O ministro da Saúde, Eduardo Pazuello, vem a Manaus na próxima segunda-feira (11) para tratar do plano de vacinação contra a Covid-19 no Estado. Ontem, o ministério confirmou o envio de mais equipamentos para o enfrentamento da doença no Amazonas que nos últimos dias chegou à pior fase da crise sanitária, tão grave ou mais devastadora ainda da registrada no primeiro trimestre de 2020.

As informações são do governador do Amazonas, Wilson Lima (PSL), que nessa quarta-feira (06) esteve numa audiência com Eduardo Pazzuelo em Brasília. Segundo Lima, o ministro confirmou que serão enviados monitores e mais 78 respiradores para a rede pública de saúde do Estado.  

Os novos aparelhos devem chegar em 48 horas à capital. Na reunião com o ministro, o governador disse que a situação no Amazonas é muito grave. A doença se disseminou e já se admite a ocorrência de uma possível segunda onda da pandemia, segundo avaliam especialistas.

“Hoje o Estado do Amazonas enfrenta um problema muito grave por conta da pandemia. Nós estamos chegando ao nosso limite, e aqui hoje (ontem) venho fazer um apelo ao ministro para que a gente continue recebendo suporte de equipamentos como respiradores, monitores. Hoje estão chegando mais respiradores e, nas próximas 48 horas, mais um quantitativo de monitores está chegando à região”, ressaltou o governador Wilson Lima.

O governo federal já forneceu 158 monitores e 178 respiradores para o Amazonas. E ainda medicamentos para o tratamento de pacientes de Covid-19. Durante o encontro com o ministro Eduardo Pazuello, o governador Wilson Lima tratou sobre o plano de imunização da vacina contra o novo coronavírus.

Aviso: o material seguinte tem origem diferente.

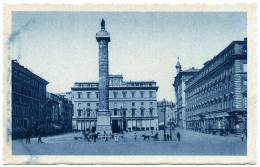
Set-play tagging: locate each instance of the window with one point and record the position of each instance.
(88, 95)
(142, 94)
(245, 82)
(79, 95)
(133, 94)
(133, 112)
(115, 112)
(115, 94)
(150, 94)
(124, 94)
(79, 113)
(245, 67)
(245, 101)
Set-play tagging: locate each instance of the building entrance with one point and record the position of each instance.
(115, 126)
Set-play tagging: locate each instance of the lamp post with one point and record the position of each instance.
(84, 114)
(122, 124)
(164, 115)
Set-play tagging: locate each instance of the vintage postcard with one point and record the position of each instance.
(129, 84)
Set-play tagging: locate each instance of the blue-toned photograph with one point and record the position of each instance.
(128, 83)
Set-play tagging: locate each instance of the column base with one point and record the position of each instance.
(103, 122)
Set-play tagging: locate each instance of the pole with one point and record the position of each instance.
(164, 114)
(122, 119)
(84, 119)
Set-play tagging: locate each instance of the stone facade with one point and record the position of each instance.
(179, 87)
(28, 100)
(59, 110)
(216, 96)
(132, 104)
(170, 114)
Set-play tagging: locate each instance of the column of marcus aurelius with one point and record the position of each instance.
(103, 114)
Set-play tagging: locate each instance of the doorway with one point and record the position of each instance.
(115, 126)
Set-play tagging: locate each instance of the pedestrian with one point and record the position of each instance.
(28, 136)
(40, 137)
(95, 136)
(242, 137)
(105, 136)
(178, 136)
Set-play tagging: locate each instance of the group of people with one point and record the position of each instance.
(29, 134)
(90, 135)
(167, 137)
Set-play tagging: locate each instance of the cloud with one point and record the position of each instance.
(24, 27)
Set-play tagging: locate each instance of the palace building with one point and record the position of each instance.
(28, 100)
(132, 105)
(216, 96)
(179, 87)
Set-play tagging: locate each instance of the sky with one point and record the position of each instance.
(61, 46)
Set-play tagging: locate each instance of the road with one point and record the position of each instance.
(192, 143)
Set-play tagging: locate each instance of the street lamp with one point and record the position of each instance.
(122, 124)
(84, 114)
(164, 115)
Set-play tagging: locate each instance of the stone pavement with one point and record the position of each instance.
(192, 143)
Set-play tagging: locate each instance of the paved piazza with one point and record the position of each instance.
(192, 143)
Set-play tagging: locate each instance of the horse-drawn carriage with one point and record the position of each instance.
(154, 137)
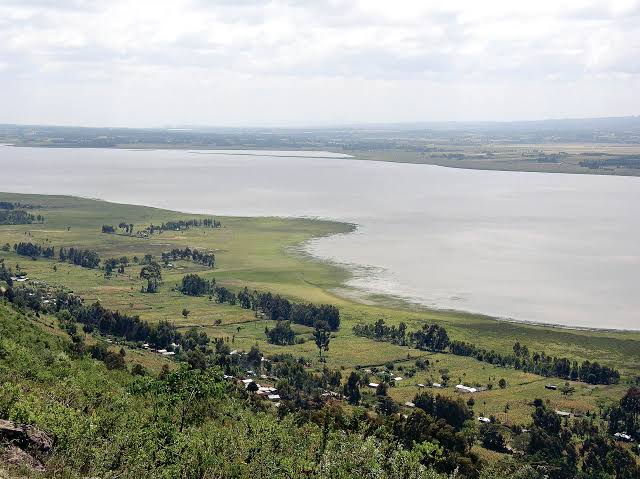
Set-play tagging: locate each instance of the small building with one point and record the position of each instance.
(465, 389)
(623, 436)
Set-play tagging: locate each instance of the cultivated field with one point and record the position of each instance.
(263, 254)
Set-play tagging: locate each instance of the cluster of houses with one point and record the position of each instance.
(161, 352)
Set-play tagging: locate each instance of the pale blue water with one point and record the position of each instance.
(552, 248)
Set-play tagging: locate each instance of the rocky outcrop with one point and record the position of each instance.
(23, 445)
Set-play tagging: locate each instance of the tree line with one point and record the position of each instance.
(433, 337)
(85, 258)
(34, 250)
(274, 307)
(201, 257)
(180, 225)
(19, 217)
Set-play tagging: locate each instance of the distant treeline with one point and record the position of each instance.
(34, 250)
(274, 307)
(14, 214)
(18, 217)
(180, 225)
(96, 317)
(434, 337)
(202, 257)
(620, 162)
(84, 258)
(7, 205)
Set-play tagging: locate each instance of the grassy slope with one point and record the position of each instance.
(509, 157)
(260, 253)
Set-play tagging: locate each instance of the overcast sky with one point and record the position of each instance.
(311, 62)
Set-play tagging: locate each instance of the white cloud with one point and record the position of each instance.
(220, 62)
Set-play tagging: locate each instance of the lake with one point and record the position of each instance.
(541, 247)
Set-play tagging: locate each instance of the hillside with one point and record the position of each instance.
(134, 366)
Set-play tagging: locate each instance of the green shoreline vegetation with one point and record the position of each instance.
(197, 279)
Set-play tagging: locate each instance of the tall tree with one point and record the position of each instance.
(322, 336)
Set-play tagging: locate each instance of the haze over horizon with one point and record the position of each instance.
(297, 63)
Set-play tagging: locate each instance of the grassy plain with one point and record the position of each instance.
(264, 254)
(538, 157)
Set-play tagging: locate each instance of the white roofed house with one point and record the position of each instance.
(465, 389)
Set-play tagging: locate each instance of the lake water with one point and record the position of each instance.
(550, 248)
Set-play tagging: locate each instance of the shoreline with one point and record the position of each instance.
(362, 295)
(359, 155)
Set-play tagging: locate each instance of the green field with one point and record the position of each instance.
(264, 254)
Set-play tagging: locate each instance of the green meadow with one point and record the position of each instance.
(265, 254)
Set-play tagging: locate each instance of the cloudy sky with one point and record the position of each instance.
(313, 62)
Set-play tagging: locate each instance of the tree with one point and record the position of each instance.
(492, 437)
(567, 389)
(153, 274)
(386, 406)
(352, 389)
(431, 337)
(322, 336)
(282, 334)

“Na segunda-feira, o ministro desembarca com sua equipe no Estado para discutir o cenário da Covid, apresentar uma alternativa de ampliação, inclusive usando as estruturas que nós temos, como o Hospital Getúlio Vargas”, salienotu o governador.

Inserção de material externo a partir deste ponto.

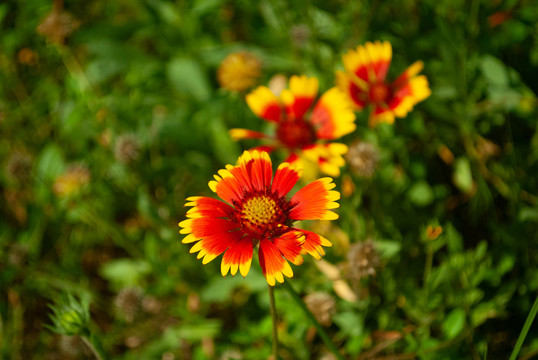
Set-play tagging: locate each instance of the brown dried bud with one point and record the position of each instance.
(363, 158)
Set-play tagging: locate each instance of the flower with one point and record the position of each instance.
(256, 213)
(58, 26)
(364, 83)
(71, 182)
(239, 71)
(298, 130)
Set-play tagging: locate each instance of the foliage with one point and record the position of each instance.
(109, 121)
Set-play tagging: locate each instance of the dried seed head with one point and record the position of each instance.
(70, 182)
(57, 26)
(363, 260)
(322, 305)
(239, 71)
(363, 158)
(128, 302)
(127, 148)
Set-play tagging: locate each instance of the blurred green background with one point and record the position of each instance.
(111, 115)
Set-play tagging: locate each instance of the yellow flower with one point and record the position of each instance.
(71, 181)
(239, 71)
(364, 82)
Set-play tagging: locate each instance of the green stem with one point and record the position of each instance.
(330, 345)
(525, 330)
(275, 323)
(94, 343)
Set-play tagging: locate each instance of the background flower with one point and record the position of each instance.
(364, 83)
(304, 127)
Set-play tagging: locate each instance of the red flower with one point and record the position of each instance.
(364, 83)
(303, 128)
(255, 212)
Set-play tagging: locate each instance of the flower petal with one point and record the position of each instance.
(313, 201)
(313, 244)
(300, 96)
(355, 91)
(264, 104)
(238, 256)
(370, 62)
(274, 266)
(328, 157)
(286, 177)
(333, 116)
(207, 207)
(239, 134)
(290, 246)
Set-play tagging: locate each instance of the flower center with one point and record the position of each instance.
(259, 211)
(262, 216)
(378, 93)
(295, 134)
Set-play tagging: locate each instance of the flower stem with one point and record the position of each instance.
(330, 345)
(525, 330)
(275, 323)
(94, 343)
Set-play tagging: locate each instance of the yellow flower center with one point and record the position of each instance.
(259, 211)
(379, 93)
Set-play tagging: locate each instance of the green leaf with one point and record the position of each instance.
(50, 163)
(494, 70)
(462, 176)
(187, 76)
(124, 272)
(454, 323)
(421, 193)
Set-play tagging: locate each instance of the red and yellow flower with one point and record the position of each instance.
(364, 83)
(255, 213)
(303, 127)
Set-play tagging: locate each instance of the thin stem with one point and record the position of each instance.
(275, 323)
(330, 345)
(525, 330)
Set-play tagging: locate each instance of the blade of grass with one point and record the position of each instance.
(525, 330)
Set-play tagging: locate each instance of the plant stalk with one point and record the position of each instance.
(525, 330)
(328, 342)
(275, 321)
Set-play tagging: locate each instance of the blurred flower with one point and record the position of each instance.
(277, 84)
(363, 81)
(127, 148)
(70, 182)
(433, 233)
(19, 166)
(239, 71)
(129, 302)
(257, 213)
(322, 306)
(57, 26)
(363, 260)
(445, 154)
(70, 316)
(363, 158)
(348, 186)
(300, 131)
(27, 56)
(300, 34)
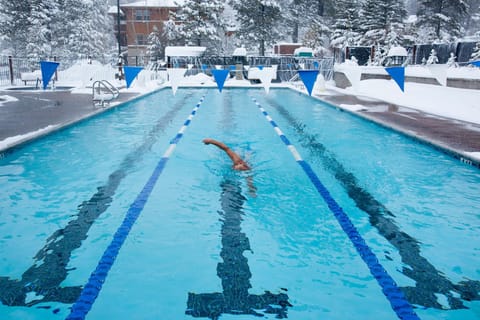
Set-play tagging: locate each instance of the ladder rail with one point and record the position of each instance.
(103, 91)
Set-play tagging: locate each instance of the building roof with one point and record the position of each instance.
(113, 10)
(184, 51)
(154, 3)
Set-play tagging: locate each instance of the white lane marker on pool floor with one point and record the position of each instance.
(95, 282)
(392, 292)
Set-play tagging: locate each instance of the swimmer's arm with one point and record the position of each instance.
(235, 157)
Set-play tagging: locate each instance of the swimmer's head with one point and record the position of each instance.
(241, 166)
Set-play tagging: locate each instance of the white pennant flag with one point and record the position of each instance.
(353, 74)
(266, 75)
(175, 76)
(439, 71)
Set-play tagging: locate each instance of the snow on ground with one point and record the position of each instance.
(460, 104)
(4, 144)
(455, 103)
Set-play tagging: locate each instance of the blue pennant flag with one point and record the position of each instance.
(220, 77)
(308, 77)
(131, 73)
(48, 69)
(397, 74)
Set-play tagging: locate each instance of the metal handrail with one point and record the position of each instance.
(103, 91)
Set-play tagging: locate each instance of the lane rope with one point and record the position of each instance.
(395, 296)
(94, 284)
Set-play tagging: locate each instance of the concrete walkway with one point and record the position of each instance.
(459, 138)
(46, 111)
(34, 111)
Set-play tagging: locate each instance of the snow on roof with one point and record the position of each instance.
(184, 51)
(397, 52)
(113, 10)
(239, 52)
(155, 3)
(303, 49)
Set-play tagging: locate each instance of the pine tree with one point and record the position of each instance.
(441, 19)
(347, 23)
(472, 20)
(154, 45)
(15, 24)
(259, 22)
(382, 22)
(170, 33)
(476, 52)
(39, 45)
(201, 22)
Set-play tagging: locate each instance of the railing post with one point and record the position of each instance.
(10, 67)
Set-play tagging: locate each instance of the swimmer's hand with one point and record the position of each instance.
(207, 141)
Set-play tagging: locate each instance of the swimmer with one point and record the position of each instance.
(238, 163)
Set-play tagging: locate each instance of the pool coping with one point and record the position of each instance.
(458, 154)
(38, 134)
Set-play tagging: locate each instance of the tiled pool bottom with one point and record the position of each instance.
(201, 228)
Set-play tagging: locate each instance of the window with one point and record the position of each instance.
(142, 15)
(141, 39)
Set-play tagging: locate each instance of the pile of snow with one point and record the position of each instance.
(461, 104)
(397, 52)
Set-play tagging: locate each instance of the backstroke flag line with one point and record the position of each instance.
(220, 77)
(48, 69)
(397, 74)
(308, 77)
(439, 71)
(131, 73)
(175, 76)
(354, 75)
(266, 75)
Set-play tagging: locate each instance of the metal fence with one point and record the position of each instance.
(11, 68)
(287, 67)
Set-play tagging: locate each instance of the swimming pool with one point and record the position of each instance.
(341, 207)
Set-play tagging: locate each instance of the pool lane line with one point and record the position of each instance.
(395, 296)
(94, 284)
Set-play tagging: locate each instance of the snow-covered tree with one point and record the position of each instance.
(452, 61)
(39, 38)
(476, 53)
(308, 22)
(201, 22)
(441, 20)
(347, 23)
(382, 22)
(154, 45)
(170, 32)
(258, 23)
(432, 59)
(472, 19)
(15, 24)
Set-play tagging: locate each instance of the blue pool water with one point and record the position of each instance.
(199, 242)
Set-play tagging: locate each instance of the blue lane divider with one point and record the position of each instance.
(395, 296)
(91, 290)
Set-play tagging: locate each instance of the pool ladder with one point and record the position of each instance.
(103, 92)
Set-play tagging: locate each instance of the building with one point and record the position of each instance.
(137, 21)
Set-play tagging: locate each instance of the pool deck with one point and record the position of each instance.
(459, 138)
(34, 114)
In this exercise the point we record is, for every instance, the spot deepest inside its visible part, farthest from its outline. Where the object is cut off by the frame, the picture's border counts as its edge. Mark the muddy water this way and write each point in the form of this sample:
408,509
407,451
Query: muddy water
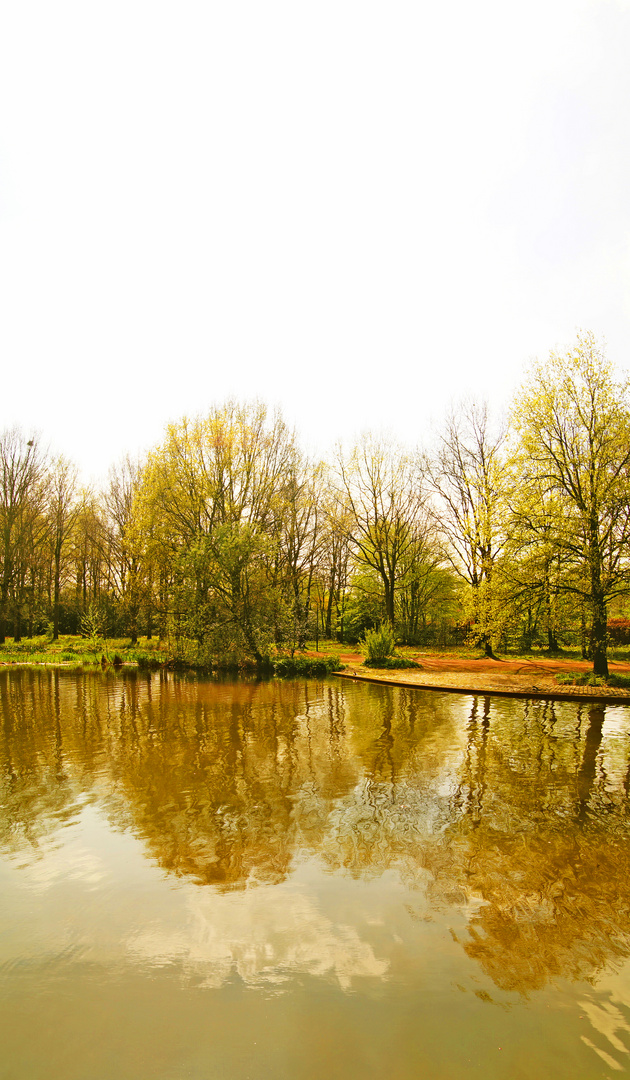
289,880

Segundo Wilson Lima, o plano de vacinação do Ministério da Saúde vai levar em consideração as dimensões geográficas do Amazonas, onde existem localidades de difícil acesso. “Talvez seja o Estado mais complexo no que diz respeito à logística, sobretudo, para fazer com que a vacinação chegue aos indígenas”, ressaltou o governador.

O ministro Eduardo Pazuello anunciou que, em Manaus, avaliará também com o governador e as lideranças do sistema de saúde  a oferta de recursos humanos para rede de atendimento público.

“Estamos trabalhando para fazer a imunização de todos os brasileiros, principalmente em áreas onde a situação é extremamente grave. É preciso dar uma resposta rápidas às demandas da população. Manaus está novamente passando por um momento de aperto”, disse o ministro.

Condições climáticas

Pazuello avaliou que o clima nesta época de estação chuvosa favorece a disseminação do novo coronavírus no Amazonas. “Com certeza, dentre os motivos, as chuvas pesam muito nesse momento”, acrescentou. “Estamos levando para Manaus tudo o que é necessário para o enfrentamento à Covid-19, principalmente recursos humanos para viabilizar a abertura de novos leitos”, acrescentou  o ministro.

De acordo com o Wilson Lima, o governo do Estado tem avançado com o Plano de Contingência, que resultou na ampliação e reordenamento da rede de saúde no enfrentamento à Covid-19. O Amazonas saiu de 457 leitos para 1.070, um aumento de 134%. Desses, 260 são leitos de Unidade de Terapia Intensiva (UTI).

No ano passado, foram destinados, aos 61 municípios, 875 leitos clínicos para atendimento de Covid-19. O Amazonas quase triplicou a quantidade de Unidades de Cuidados Intermediários (UCI) no interior, saindo de 49 para 203 leitos em 33 municípios. Desses, 143 para pacientes Covid-19.

O Boletim Diário de Covid-19 da FVS-AM (Fundação de Vigilância em Saúde do Amazonas) de terça-feira (05/01) registrou 1.928 novos casos de Covid-19, totalizando 204.900 casos da doença no Estado. Ainda de acordo o boletim, foram confirmados 46 óbitos por Covid-19, sendo 30 ocorridos na segunda-feira (04/01) e 16 encerrados por critérios clínicos, de imagem, clínico-epidemiológico ou laboratorial, elevando para 5.414 o total de mortes.